Entre los ecos silenciados de Alejandría, los conocimientos se desvanecen como las páginas de un libro que Borges soñó escribir. Sabemos, o creemos saber, lo que sucedió en aquellos años tumultuosos, cuando las llamas decidieron reescribir la historia del saber humano.
Los rollos y códices, testigos de todo el conocimiento antiguo, sorprendidos por el fuego que los convirtió en cenizas, nos hablan de una sabiduría interrumpida. Como en El Aleph, cada texto de la biblioteca contenía un universo diferente, pero todos confluían en ese espacio sagrado del saber.

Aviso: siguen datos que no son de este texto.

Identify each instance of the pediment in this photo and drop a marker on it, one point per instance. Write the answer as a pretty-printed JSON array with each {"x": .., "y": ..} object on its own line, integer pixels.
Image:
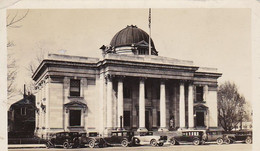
[{"x": 75, "y": 104}]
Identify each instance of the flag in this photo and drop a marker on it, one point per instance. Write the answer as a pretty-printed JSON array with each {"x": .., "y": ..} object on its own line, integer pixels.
[{"x": 149, "y": 18}]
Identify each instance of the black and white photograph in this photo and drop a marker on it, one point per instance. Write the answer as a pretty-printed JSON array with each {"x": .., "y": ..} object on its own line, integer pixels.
[{"x": 139, "y": 77}]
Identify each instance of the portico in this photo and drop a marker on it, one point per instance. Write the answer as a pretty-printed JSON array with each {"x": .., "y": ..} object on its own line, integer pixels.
[{"x": 126, "y": 89}]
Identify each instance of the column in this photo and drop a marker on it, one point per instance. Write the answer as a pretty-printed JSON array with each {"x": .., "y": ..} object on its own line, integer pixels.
[
  {"x": 182, "y": 106},
  {"x": 162, "y": 107},
  {"x": 141, "y": 106},
  {"x": 66, "y": 121},
  {"x": 120, "y": 107},
  {"x": 205, "y": 92},
  {"x": 190, "y": 106},
  {"x": 109, "y": 103}
]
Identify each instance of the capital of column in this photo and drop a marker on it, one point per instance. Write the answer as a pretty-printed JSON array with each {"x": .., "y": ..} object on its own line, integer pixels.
[
  {"x": 108, "y": 77},
  {"x": 142, "y": 78}
]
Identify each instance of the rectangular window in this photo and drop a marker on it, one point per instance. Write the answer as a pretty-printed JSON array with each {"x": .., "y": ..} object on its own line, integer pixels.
[
  {"x": 158, "y": 118},
  {"x": 126, "y": 118},
  {"x": 23, "y": 111},
  {"x": 199, "y": 94},
  {"x": 75, "y": 117},
  {"x": 74, "y": 87},
  {"x": 127, "y": 91}
]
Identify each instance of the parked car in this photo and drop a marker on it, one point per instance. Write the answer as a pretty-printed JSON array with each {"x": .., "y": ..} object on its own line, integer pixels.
[
  {"x": 197, "y": 137},
  {"x": 63, "y": 139},
  {"x": 91, "y": 139},
  {"x": 119, "y": 137},
  {"x": 216, "y": 136},
  {"x": 244, "y": 135},
  {"x": 148, "y": 138}
]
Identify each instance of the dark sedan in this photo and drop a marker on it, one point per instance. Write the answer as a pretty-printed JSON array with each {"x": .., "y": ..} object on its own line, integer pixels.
[
  {"x": 197, "y": 137},
  {"x": 243, "y": 135},
  {"x": 119, "y": 137},
  {"x": 64, "y": 139}
]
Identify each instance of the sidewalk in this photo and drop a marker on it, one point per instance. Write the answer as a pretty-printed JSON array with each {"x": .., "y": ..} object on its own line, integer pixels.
[{"x": 14, "y": 146}]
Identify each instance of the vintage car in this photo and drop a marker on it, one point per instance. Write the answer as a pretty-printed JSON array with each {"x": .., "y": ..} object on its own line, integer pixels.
[
  {"x": 216, "y": 136},
  {"x": 243, "y": 135},
  {"x": 91, "y": 139},
  {"x": 148, "y": 138},
  {"x": 119, "y": 137},
  {"x": 197, "y": 137},
  {"x": 63, "y": 139}
]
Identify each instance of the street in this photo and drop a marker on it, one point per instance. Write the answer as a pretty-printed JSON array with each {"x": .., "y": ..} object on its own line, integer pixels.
[{"x": 210, "y": 147}]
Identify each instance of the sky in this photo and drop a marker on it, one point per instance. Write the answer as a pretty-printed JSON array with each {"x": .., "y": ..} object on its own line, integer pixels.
[{"x": 211, "y": 37}]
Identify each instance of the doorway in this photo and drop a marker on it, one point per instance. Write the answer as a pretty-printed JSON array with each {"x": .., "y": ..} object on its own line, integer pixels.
[{"x": 200, "y": 118}]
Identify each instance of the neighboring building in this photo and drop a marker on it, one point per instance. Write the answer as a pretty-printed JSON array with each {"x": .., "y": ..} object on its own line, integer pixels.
[
  {"x": 148, "y": 92},
  {"x": 21, "y": 117}
]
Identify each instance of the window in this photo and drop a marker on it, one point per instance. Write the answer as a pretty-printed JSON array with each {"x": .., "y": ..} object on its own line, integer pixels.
[
  {"x": 75, "y": 117},
  {"x": 158, "y": 118},
  {"x": 126, "y": 118},
  {"x": 126, "y": 91},
  {"x": 74, "y": 87},
  {"x": 23, "y": 111},
  {"x": 199, "y": 94}
]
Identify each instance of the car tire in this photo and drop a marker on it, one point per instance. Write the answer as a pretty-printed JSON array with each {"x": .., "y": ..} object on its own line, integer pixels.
[
  {"x": 220, "y": 141},
  {"x": 160, "y": 144},
  {"x": 248, "y": 140},
  {"x": 136, "y": 141},
  {"x": 124, "y": 143},
  {"x": 196, "y": 141},
  {"x": 153, "y": 142},
  {"x": 202, "y": 142},
  {"x": 66, "y": 145},
  {"x": 48, "y": 145},
  {"x": 173, "y": 141},
  {"x": 91, "y": 144}
]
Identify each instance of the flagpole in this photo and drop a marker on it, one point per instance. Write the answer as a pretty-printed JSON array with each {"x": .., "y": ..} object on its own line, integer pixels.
[{"x": 150, "y": 51}]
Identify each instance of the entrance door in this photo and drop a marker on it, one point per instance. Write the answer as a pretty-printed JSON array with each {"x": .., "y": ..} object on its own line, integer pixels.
[
  {"x": 147, "y": 125},
  {"x": 200, "y": 118}
]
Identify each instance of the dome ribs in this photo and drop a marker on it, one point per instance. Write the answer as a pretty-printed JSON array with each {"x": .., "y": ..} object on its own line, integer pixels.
[{"x": 130, "y": 35}]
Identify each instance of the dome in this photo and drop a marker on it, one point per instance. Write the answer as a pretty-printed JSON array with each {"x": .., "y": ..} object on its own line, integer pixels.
[{"x": 129, "y": 36}]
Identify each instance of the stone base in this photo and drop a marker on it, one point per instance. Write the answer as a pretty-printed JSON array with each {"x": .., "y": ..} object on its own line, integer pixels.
[
  {"x": 163, "y": 129},
  {"x": 142, "y": 129}
]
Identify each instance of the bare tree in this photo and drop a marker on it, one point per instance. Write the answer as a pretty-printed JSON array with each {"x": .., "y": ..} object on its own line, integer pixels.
[
  {"x": 11, "y": 76},
  {"x": 231, "y": 108},
  {"x": 12, "y": 22}
]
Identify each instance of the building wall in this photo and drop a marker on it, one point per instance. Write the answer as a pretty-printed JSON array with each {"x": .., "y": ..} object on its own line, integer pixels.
[
  {"x": 212, "y": 104},
  {"x": 55, "y": 106}
]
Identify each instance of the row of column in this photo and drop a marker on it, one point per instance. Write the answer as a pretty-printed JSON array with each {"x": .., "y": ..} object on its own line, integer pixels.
[{"x": 163, "y": 126}]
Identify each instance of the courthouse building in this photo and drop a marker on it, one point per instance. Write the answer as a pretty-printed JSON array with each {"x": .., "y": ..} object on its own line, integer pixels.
[{"x": 130, "y": 88}]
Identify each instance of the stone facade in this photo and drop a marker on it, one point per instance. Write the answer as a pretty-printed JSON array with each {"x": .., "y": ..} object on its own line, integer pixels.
[{"x": 137, "y": 92}]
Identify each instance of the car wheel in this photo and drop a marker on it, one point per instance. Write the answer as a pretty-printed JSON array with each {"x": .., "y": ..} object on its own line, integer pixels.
[
  {"x": 91, "y": 144},
  {"x": 196, "y": 142},
  {"x": 160, "y": 144},
  {"x": 202, "y": 142},
  {"x": 220, "y": 141},
  {"x": 228, "y": 141},
  {"x": 48, "y": 145},
  {"x": 249, "y": 140},
  {"x": 153, "y": 142},
  {"x": 124, "y": 143},
  {"x": 173, "y": 141},
  {"x": 136, "y": 141},
  {"x": 66, "y": 145}
]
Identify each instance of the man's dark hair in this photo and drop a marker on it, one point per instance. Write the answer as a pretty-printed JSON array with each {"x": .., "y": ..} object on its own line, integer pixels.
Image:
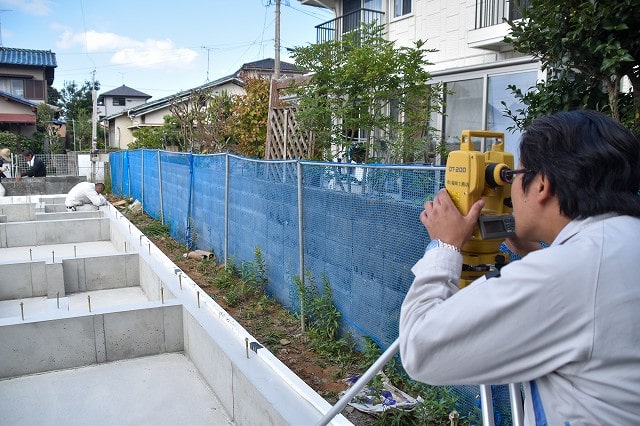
[{"x": 591, "y": 162}]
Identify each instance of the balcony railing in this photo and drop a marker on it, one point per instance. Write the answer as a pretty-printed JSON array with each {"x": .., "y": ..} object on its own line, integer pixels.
[
  {"x": 493, "y": 12},
  {"x": 333, "y": 30}
]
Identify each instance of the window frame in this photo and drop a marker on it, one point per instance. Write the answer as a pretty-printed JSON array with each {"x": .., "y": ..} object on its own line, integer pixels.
[{"x": 398, "y": 8}]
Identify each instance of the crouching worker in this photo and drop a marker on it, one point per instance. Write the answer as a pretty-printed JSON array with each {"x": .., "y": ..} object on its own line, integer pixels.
[
  {"x": 562, "y": 321},
  {"x": 85, "y": 196}
]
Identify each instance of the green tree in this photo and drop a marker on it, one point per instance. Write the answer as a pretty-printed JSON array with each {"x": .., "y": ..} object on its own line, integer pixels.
[
  {"x": 157, "y": 137},
  {"x": 587, "y": 47},
  {"x": 248, "y": 121},
  {"x": 365, "y": 90},
  {"x": 45, "y": 123},
  {"x": 76, "y": 106},
  {"x": 74, "y": 99}
]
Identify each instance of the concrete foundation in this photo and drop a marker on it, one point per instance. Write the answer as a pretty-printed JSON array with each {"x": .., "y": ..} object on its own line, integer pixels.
[
  {"x": 98, "y": 326},
  {"x": 41, "y": 185}
]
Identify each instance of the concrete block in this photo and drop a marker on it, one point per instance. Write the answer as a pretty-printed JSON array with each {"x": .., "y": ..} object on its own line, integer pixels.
[
  {"x": 71, "y": 231},
  {"x": 54, "y": 279},
  {"x": 15, "y": 281},
  {"x": 39, "y": 282},
  {"x": 57, "y": 304},
  {"x": 21, "y": 234},
  {"x": 116, "y": 271},
  {"x": 73, "y": 275},
  {"x": 31, "y": 348},
  {"x": 173, "y": 328},
  {"x": 101, "y": 272},
  {"x": 202, "y": 350},
  {"x": 101, "y": 349},
  {"x": 134, "y": 333}
]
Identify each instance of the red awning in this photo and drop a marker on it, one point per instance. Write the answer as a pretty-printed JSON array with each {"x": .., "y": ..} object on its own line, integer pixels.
[{"x": 18, "y": 118}]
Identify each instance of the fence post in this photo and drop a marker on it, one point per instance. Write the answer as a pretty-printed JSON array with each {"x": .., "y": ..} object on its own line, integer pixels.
[
  {"x": 160, "y": 188},
  {"x": 142, "y": 190},
  {"x": 226, "y": 207},
  {"x": 301, "y": 241},
  {"x": 188, "y": 236}
]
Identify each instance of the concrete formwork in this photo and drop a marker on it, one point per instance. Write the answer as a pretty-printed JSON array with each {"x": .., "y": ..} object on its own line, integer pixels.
[{"x": 97, "y": 299}]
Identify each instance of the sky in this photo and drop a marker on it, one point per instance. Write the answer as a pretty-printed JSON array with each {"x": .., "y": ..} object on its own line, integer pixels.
[{"x": 158, "y": 47}]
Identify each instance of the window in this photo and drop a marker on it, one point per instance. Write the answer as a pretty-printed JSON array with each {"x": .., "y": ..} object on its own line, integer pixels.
[
  {"x": 401, "y": 8},
  {"x": 15, "y": 86},
  {"x": 476, "y": 103}
]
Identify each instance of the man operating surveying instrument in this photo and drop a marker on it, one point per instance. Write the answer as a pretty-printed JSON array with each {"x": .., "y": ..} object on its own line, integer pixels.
[
  {"x": 473, "y": 175},
  {"x": 564, "y": 320}
]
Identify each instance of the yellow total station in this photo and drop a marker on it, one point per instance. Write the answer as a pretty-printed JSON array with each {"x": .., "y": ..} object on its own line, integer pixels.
[{"x": 471, "y": 175}]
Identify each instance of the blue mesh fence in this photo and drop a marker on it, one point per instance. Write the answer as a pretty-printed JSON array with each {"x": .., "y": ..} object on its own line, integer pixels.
[{"x": 359, "y": 226}]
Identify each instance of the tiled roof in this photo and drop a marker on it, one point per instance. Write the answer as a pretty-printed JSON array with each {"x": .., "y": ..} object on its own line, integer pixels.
[
  {"x": 36, "y": 58},
  {"x": 125, "y": 91},
  {"x": 269, "y": 64}
]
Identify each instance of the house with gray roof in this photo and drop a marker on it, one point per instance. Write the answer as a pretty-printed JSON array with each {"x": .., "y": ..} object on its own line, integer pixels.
[
  {"x": 151, "y": 113},
  {"x": 120, "y": 99},
  {"x": 25, "y": 78}
]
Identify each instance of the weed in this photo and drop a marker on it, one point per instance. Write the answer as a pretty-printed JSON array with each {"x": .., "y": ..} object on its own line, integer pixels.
[
  {"x": 323, "y": 319},
  {"x": 255, "y": 273}
]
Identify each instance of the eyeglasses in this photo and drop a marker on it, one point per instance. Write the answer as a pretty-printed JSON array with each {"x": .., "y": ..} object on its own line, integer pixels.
[{"x": 508, "y": 175}]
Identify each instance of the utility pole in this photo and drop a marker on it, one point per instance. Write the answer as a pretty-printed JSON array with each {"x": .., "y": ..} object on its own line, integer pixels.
[
  {"x": 94, "y": 128},
  {"x": 1, "y": 12},
  {"x": 276, "y": 67},
  {"x": 208, "y": 49}
]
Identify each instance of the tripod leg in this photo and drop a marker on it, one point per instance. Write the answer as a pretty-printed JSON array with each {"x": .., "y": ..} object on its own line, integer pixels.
[{"x": 486, "y": 399}]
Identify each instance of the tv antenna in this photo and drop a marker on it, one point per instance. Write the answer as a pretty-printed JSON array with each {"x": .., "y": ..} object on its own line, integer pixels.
[
  {"x": 1, "y": 12},
  {"x": 208, "y": 49}
]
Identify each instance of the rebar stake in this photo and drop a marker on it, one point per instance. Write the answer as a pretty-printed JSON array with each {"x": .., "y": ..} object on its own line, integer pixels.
[{"x": 454, "y": 416}]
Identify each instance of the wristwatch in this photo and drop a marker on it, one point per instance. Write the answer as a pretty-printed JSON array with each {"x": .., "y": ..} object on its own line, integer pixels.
[{"x": 439, "y": 243}]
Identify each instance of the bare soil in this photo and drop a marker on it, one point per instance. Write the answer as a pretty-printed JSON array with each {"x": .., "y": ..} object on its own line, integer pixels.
[{"x": 271, "y": 325}]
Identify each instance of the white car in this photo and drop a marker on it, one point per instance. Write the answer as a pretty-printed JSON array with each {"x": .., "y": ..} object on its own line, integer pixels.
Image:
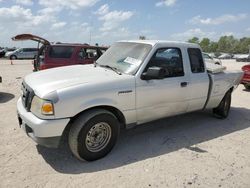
[
  {"x": 209, "y": 59},
  {"x": 133, "y": 82}
]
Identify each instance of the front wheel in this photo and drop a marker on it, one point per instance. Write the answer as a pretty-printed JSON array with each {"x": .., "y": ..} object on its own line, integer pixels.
[
  {"x": 12, "y": 57},
  {"x": 247, "y": 86},
  {"x": 93, "y": 134},
  {"x": 223, "y": 109}
]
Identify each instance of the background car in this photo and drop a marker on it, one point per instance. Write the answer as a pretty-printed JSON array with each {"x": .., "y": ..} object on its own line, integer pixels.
[
  {"x": 2, "y": 53},
  {"x": 225, "y": 56},
  {"x": 22, "y": 53},
  {"x": 246, "y": 78},
  {"x": 62, "y": 54},
  {"x": 243, "y": 58},
  {"x": 210, "y": 59}
]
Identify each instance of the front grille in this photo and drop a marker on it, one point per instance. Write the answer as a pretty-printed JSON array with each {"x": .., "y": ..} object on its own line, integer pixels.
[{"x": 27, "y": 96}]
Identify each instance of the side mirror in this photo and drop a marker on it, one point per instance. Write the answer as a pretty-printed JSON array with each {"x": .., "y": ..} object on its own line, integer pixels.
[
  {"x": 41, "y": 57},
  {"x": 154, "y": 73}
]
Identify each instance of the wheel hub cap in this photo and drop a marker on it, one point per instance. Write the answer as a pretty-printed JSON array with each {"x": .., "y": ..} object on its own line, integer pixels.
[{"x": 98, "y": 137}]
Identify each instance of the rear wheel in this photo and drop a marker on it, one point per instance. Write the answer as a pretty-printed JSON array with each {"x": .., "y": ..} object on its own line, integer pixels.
[
  {"x": 93, "y": 134},
  {"x": 247, "y": 86},
  {"x": 13, "y": 57},
  {"x": 223, "y": 109}
]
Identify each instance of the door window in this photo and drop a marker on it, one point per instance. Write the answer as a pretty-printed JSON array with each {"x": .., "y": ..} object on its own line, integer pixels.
[
  {"x": 196, "y": 60},
  {"x": 169, "y": 59},
  {"x": 88, "y": 53},
  {"x": 61, "y": 52}
]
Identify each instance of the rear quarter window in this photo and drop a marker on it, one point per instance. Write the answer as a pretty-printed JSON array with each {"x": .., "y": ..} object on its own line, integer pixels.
[
  {"x": 61, "y": 52},
  {"x": 196, "y": 60}
]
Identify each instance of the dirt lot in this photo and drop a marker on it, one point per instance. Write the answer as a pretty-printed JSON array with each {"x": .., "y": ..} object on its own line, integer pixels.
[{"x": 191, "y": 150}]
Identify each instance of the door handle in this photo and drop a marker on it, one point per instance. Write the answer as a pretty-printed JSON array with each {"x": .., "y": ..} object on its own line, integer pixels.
[{"x": 184, "y": 84}]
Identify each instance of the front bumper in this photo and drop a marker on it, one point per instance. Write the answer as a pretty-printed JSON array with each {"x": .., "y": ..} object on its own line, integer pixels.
[{"x": 43, "y": 132}]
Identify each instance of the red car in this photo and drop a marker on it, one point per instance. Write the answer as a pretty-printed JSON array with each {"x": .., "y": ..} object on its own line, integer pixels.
[
  {"x": 61, "y": 54},
  {"x": 246, "y": 78}
]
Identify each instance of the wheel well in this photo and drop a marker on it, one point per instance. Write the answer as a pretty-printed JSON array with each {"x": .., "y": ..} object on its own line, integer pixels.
[{"x": 119, "y": 115}]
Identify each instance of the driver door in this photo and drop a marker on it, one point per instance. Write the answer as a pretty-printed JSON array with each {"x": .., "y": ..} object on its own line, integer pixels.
[{"x": 158, "y": 98}]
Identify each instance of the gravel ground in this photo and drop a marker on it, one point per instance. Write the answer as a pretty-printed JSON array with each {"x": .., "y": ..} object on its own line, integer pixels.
[{"x": 191, "y": 150}]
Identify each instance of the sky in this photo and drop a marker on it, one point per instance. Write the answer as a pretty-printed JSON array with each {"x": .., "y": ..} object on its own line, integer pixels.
[{"x": 106, "y": 21}]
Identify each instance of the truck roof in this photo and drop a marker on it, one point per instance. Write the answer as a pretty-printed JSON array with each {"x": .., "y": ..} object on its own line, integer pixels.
[{"x": 168, "y": 43}]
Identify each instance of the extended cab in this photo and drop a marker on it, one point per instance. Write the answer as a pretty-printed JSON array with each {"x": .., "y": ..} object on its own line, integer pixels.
[
  {"x": 61, "y": 54},
  {"x": 132, "y": 83}
]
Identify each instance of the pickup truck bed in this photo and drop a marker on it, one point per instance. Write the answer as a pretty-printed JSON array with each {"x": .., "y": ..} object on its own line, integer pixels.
[{"x": 132, "y": 83}]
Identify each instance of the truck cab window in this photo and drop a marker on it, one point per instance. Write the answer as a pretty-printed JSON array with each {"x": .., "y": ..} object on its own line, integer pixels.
[
  {"x": 196, "y": 60},
  {"x": 169, "y": 59}
]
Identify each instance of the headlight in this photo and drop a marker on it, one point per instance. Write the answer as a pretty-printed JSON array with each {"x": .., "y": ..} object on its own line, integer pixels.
[{"x": 40, "y": 106}]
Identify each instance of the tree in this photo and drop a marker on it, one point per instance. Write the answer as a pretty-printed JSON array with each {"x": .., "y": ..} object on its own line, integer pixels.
[{"x": 142, "y": 37}]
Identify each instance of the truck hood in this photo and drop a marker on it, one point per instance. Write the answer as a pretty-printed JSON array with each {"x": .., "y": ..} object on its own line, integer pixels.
[{"x": 50, "y": 80}]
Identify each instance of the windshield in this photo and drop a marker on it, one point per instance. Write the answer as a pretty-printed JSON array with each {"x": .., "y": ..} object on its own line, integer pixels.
[{"x": 125, "y": 56}]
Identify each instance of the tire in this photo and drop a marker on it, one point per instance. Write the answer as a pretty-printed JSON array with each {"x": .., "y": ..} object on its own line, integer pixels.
[
  {"x": 13, "y": 57},
  {"x": 247, "y": 86},
  {"x": 87, "y": 129},
  {"x": 223, "y": 109}
]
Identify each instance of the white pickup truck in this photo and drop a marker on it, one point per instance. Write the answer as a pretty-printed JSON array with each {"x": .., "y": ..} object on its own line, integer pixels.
[{"x": 132, "y": 83}]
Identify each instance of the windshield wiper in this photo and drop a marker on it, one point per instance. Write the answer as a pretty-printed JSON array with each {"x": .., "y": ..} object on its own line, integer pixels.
[{"x": 112, "y": 68}]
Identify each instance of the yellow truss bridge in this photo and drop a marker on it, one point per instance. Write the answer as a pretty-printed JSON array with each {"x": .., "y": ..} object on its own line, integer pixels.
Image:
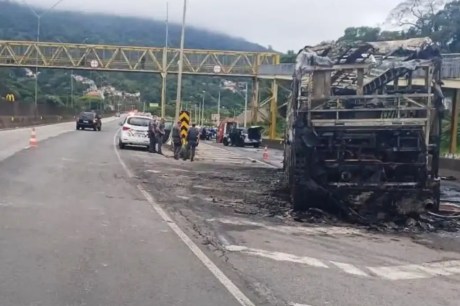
[
  {"x": 28, "y": 54},
  {"x": 135, "y": 59}
]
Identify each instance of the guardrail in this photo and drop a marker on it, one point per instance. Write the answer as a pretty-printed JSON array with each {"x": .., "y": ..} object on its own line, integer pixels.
[{"x": 450, "y": 68}]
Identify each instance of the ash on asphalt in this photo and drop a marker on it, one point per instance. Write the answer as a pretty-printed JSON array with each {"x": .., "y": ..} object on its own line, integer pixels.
[{"x": 256, "y": 191}]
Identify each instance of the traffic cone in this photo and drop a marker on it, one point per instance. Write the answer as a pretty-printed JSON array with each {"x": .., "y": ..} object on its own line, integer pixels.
[
  {"x": 265, "y": 155},
  {"x": 33, "y": 139}
]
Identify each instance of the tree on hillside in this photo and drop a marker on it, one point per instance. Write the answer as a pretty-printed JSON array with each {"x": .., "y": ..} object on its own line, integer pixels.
[
  {"x": 447, "y": 30},
  {"x": 289, "y": 57},
  {"x": 416, "y": 14}
]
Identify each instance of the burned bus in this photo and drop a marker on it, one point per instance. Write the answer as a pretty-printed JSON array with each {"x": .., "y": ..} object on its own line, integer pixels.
[{"x": 363, "y": 126}]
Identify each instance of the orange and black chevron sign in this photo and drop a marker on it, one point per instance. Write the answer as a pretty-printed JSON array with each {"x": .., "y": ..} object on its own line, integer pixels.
[{"x": 184, "y": 118}]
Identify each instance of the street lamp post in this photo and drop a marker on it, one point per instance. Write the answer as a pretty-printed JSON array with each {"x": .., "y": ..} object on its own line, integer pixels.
[
  {"x": 202, "y": 108},
  {"x": 245, "y": 104},
  {"x": 71, "y": 80},
  {"x": 39, "y": 17},
  {"x": 181, "y": 61},
  {"x": 218, "y": 107},
  {"x": 165, "y": 64}
]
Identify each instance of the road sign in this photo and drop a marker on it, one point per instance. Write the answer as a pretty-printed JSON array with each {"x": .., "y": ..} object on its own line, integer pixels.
[
  {"x": 184, "y": 118},
  {"x": 217, "y": 69},
  {"x": 10, "y": 98}
]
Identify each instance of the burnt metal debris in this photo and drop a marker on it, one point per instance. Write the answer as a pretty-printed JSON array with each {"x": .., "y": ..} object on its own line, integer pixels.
[{"x": 361, "y": 136}]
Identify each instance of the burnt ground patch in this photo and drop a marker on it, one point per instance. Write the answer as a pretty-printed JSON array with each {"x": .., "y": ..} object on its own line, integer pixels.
[{"x": 204, "y": 190}]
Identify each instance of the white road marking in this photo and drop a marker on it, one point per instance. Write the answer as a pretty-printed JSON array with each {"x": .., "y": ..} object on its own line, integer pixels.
[
  {"x": 402, "y": 272},
  {"x": 278, "y": 256},
  {"x": 426, "y": 270},
  {"x": 349, "y": 268},
  {"x": 223, "y": 279}
]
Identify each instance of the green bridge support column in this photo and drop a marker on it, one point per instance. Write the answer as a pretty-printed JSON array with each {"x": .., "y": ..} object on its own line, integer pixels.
[{"x": 454, "y": 122}]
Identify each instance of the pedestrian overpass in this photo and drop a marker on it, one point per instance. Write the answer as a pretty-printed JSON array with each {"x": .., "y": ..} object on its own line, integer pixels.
[{"x": 163, "y": 61}]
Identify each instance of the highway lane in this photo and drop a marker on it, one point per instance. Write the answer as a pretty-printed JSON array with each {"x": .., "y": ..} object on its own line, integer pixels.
[
  {"x": 292, "y": 263},
  {"x": 15, "y": 140},
  {"x": 75, "y": 230}
]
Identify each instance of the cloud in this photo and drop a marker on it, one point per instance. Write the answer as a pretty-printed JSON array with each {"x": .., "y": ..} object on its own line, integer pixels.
[{"x": 283, "y": 24}]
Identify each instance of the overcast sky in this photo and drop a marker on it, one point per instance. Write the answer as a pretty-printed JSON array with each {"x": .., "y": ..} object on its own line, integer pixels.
[{"x": 283, "y": 24}]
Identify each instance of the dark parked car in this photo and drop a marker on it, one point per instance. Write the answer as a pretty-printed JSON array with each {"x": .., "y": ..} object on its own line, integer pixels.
[
  {"x": 241, "y": 137},
  {"x": 89, "y": 120}
]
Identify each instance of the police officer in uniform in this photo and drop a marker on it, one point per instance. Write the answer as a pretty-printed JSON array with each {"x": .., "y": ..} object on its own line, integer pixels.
[
  {"x": 176, "y": 139},
  {"x": 192, "y": 140},
  {"x": 152, "y": 135}
]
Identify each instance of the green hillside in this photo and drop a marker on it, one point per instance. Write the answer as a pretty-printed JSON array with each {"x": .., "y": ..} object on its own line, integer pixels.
[{"x": 18, "y": 23}]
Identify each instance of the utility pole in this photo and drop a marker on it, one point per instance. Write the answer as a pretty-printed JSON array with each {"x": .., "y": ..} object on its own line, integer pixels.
[
  {"x": 245, "y": 104},
  {"x": 165, "y": 65},
  {"x": 181, "y": 62},
  {"x": 71, "y": 89},
  {"x": 202, "y": 109},
  {"x": 218, "y": 107},
  {"x": 39, "y": 17}
]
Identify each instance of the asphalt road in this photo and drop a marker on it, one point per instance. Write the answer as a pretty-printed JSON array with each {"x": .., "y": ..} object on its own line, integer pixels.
[
  {"x": 84, "y": 223},
  {"x": 75, "y": 230},
  {"x": 287, "y": 263}
]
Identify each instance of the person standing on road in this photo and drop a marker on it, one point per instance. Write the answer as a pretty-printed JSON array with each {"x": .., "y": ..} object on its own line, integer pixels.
[
  {"x": 160, "y": 134},
  {"x": 177, "y": 143},
  {"x": 152, "y": 135},
  {"x": 192, "y": 140}
]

La narrativa romántica que hemos construido alrededor de esta pérdida – el conocimiento universal, los secretos eternos, la sabiduría antigua – quizás sea nuestra propia invención, nuestro intento de dar sentido a la tragedia cultural. ¿No es acaso toda interpretación histórica una forma de consuelo? Tal vez, como sugeriría Borges, la verdadera biblioteca no es la que ardió en Alejandría, sino la que reconstruimos en nuestra imaginación, rollo tras rollo, palabra tras palabra.
Los catálogos fragmentados son como capítulos de una enciclopedia interrumpida, congelados en medio de su narrativa, esperando que alguien complete su contenido. Y nosotros, herederos de estas ruinas, seguimos tejiendo historias románticas sobre la pérdida del saber universal, porque necesitamos creer que incluso en la destrucción hubo trascendencia, que el conocimiento persiste más allá de sus soportes materiales.
Y, sin embargo, los historiadores han venido argumentando que la biblioteca no desapareció en un único evento catastrófico, sino que se fue perdiendo gradualmente, entre guerras, abandonos y desidia. Nuevamente llamo a Borges para recordarnos que cada biblioteca es infinita y que la pérdida de una puede ser el nacimiento de muchas otras en la mente de quienes sueñan con ella.
Y tú, querido lector, ¿qué conocimientos elegirías preservar, o inclusive olvidar?